Custodia e Régimen de Visitas

Mudanza de la residencia del niño al extranjero

Un progenitor puede decidir abandonar Portugal y trasladarse permanentemente al extranjero.

Puede suceder que ambos progenitores estén de acuerdo sobre la medida, a saber, porque reconocen que puede ser lo mejor para sus hijos, y en esos casos nada obstaculizará el traslado a otro país. Pero habrá casos en los que uno de los progenitores no consienta la mudanza del niño a un país extranjero. ¿Qué hacer en esos casos?

Responsabilidad parental y la decisión de mudarse al extranjero

La responsabilidad parental en Portugal suele ser ejercida por ambos padres. Esto significa que las cuestiones importantes relativas a la vida de los niños se deciden por acuerdo de ambos progenitores.
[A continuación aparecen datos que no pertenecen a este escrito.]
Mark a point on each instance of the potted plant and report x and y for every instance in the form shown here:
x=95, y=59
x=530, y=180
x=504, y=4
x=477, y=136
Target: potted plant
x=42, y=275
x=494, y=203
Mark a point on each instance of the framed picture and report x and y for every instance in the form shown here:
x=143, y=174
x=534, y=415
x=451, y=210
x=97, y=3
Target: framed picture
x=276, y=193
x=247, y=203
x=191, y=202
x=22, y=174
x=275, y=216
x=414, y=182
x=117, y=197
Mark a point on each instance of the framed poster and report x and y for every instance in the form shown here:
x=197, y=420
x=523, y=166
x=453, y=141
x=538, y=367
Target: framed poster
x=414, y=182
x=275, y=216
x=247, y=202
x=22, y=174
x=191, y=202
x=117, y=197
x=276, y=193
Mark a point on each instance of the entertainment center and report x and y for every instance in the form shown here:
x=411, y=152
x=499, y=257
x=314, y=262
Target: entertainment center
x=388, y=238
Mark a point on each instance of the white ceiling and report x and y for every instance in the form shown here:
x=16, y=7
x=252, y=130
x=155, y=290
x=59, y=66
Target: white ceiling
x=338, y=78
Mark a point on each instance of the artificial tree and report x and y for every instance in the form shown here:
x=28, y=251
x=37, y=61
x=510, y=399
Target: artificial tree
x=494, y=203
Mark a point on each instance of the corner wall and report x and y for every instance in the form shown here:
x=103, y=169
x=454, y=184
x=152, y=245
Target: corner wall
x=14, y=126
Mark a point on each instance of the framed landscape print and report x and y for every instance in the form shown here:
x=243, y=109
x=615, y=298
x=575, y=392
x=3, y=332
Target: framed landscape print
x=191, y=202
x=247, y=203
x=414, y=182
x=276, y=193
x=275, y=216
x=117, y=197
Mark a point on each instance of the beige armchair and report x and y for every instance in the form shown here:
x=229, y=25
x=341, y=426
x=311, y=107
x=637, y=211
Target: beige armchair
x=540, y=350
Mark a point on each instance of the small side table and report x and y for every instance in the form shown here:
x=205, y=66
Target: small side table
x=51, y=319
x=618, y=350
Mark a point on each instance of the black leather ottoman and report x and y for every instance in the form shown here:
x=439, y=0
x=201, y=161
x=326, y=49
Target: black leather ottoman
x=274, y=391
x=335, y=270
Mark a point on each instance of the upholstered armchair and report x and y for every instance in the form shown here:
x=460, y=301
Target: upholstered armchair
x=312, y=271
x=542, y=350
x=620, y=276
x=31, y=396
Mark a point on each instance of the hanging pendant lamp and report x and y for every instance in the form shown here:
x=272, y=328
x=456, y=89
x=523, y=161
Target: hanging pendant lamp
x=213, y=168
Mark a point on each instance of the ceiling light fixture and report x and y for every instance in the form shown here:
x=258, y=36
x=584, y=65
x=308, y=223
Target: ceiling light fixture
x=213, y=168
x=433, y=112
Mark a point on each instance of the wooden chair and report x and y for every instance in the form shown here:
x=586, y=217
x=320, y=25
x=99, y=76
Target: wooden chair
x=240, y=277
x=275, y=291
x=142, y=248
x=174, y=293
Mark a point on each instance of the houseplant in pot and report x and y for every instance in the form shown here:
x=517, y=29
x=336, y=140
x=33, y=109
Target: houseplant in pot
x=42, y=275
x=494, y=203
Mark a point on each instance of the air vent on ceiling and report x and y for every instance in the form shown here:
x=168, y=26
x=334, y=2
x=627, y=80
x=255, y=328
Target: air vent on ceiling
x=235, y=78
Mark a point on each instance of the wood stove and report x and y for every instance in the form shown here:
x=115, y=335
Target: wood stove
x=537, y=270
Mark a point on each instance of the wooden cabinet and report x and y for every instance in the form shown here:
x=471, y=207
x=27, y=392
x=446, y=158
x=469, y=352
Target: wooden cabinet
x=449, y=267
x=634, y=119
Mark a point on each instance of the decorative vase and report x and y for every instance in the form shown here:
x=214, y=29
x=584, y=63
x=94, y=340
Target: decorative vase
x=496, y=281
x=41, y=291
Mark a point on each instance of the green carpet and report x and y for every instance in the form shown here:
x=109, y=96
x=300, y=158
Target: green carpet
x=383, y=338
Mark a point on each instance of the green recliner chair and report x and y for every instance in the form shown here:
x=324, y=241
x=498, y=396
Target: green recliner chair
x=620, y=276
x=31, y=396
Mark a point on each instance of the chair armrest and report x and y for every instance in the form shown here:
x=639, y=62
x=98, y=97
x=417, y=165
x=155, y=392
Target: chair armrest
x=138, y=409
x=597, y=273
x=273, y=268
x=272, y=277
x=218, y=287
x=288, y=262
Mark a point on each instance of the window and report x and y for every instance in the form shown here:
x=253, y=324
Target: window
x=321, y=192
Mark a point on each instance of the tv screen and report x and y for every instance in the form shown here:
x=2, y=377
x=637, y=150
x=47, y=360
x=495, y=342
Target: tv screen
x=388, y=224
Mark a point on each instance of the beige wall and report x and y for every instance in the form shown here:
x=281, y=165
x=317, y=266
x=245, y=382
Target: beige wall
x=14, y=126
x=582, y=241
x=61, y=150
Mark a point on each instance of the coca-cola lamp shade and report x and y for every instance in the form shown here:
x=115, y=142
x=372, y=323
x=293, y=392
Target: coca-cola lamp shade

Estos incluyen, por supuesto, la decisión con respecto al lugar de residencia del niño, especialmente cuando se toma la decisión de mudarse al extranjero.

En principio, estas decisiones deben adoptarse con el consentimiento de ambos progenitores. En caso de desacuerdo, corresponderá al tribunal decidir, si uno de los progenitores solicita tal orden.

Cuando uno de los progenitores tiene la intención de emigrar a un país extranjero, y llevar al niño con él, ambos progenitores necesitan ponerse de acuerdo sobre el movimiento del niño. Si hay un desacuerdo, el progenitor que tiene la intención de migrar tiene que plantear el asunto con el Tribunal, que concederá (o no) la orden de mudanza.

¿Cuáles son los criterios que guiarán la decisión judicial con respecto a una orden solicitada por uno de los progenitores con el propósito de mudarse con un niño a un país extranjero?

Criterios utilizados en la decisión del Tribunal sobre la mudanza de la residencia del niño al extranjero

Si uno de los padres apela ante lo Tribunal con el fin de obtener una orden que le permita cambiar el lugar de residencia de los niños a un país extranjero, el juez decidirá a la luz de lo que se considera el interés superior del niño, criterios en las decisiones que afectan a los niños o jóvenes.

La decisión debe, por supuesto, tener en cuenta las razones que justifican el proyecto para trasladarse al extranjero, y las posibles consecuencias, positivas y negativas, en la dinámica familiar, especialmente en la relación del niño con el progenitor que no se trasladará. También será necesario considerar los posibles impactos del distanciamiento del niño de su familia restante, escuela, amigos, etc.

Si el Tribunal de Justicia decide conceder la orden de traslado al extranjero, debe garantizar, por supuesto, que el progenitor que permanece en Portugal (y el resto de la familia) mantenga contacto con el niño. Si los contactos personales necesariamente serán más ampliamente espaciados, no hay nada que impida contactos regulares o incluso diarios mediante videoconferencia utilizando nuevas tecnologías (Skype, WhatsApp, etc.).

La orden debe tener en cuenta los períodos de vacaciones en Portugal y establecer la responsabilidad de pagar los viajes del niño hacia y desde Portugal de vacaciones.

Secuestro de niños

En caso de desacuerdo de los padres sobre una mudanza al extranjero, o incluso cuando el Tribunal no concede la orden, el progenitor en cuestión puede verse tentado a llevar al niño al extranjero sin el consentimiento del otro padre y / o una orden del Tribunal.

Al hacerlo, el progenitor puede incurrir en el delito de resta de menores castigado por el art. 249.º del Código Penal, que corresponde a una pena de prisión de hasta dos años de prisión o una multa de hasta 240 días.

Cabe señalar también que Portugal es parte signataria de la Convención sobre los Aspectos Civiles del Secuestro Internacional de Niños (La Haya 25.10.1980), que garantiza procedimientos rápidos para la repatriación de niños llevados ilegalmente al extranjero.